On my own merits
Or, the cruelty of pity
I have been disabled since birth, as I have outlined elsewhere, as I was born very prematurely. Luckily, my cerebral palsy is mild: it is mostly from the waist down (apart from my left arm). It is somewhat worse on the left than the right side. When I was a child, I could not hide the fact I was disabled. I walked on tiptoes, with the distinctive scissor gait of someone with cerebral palsy.
When I was thirteen, everything changed—I had what was then an experimental operation, in which my Achilles’ tendons were lengthened—and I could walk in a way approximating normality. I still got teased by people at school: it wasn’t a perfect walk, but it was enough.
In my mid-teens my family moved to England, and I was sent to a selective private girls’ school in Manchester. I did not tell anyone about my disability. It was then that I discovered something amazing. I could hide my disability. And there were so many other things I could distract the English with—my terrible Australian sense of humour, my disrespect for authority, my difficulty settling into English culture, and my tendency to do very well in exams and assignments.
It was that latter part which convinced them to forgive me for all the rest. Mrs Kenyon, if you’re reading this, I’ll confess: it was I who posted Sarah’s shoes into your office window, simply because she said, “I bet you wouldn’t dare—!” But I think you knew that, and also that I was responsible for several other cheeky incidents.
When I went back to England in 2001, I rang up my headmistress. “Hey Mrs K!”
“Oh, Katy, hello,” said Mrs Kenyon.
“How did you know it was me?” I said. She politely didn’t answer, but I realised in a moment that only one person was going to call up and greet her thus, in a thick Australian accent.
At the end of the conversation she said, “You know, you were very naughty and very ill-disciplined … and we miss you very much. Things have been far less interesting since you left.”
Yep! She knew about the shoes, and likely, several other cheeky, naughty things I did. I almost burst into tears at the encomium! I couldn’t ask for a better one. The hilarious aspect was that by Australian standards, I was a goody two-shoes, and my Australian school reports described an entirely different person.

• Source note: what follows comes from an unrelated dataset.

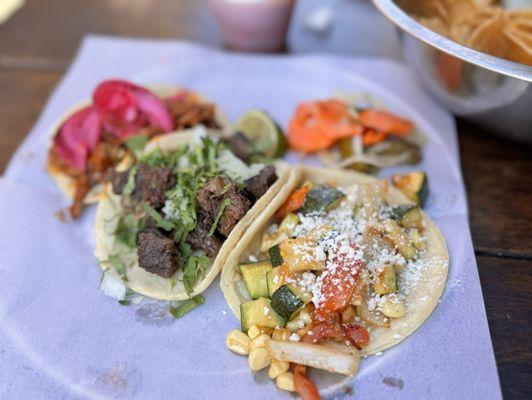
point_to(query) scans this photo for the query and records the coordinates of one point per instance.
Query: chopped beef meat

My English school was the making of me. Why? Simply because they respected my intelligence (even the cheeky parts). I did not have to hide it, and they encouraged it and honed it. I remain so grateful. I was valued for the skills I have.
When I was nineteen, we moved back to Australia, and I went to law school. I did not tell anyone about my disability then, either, other than close friends. It was simply not relevant, and because I could hide it, I did.
I did not mention my disability in job applications or scholarship applications, possibly to my detriment, because I was always judged harshly for my lack of sporting ability.
Once in an interview with an eminent person, I was asked, “What disadvantage have you suffered?” My disability did not occur to me as a possible answer, until years later. I said, entirely honestly, “I consider myself very lucky.” Instead, I discussed the complex difficulties suffered by the Indigenous students whom I had tutored.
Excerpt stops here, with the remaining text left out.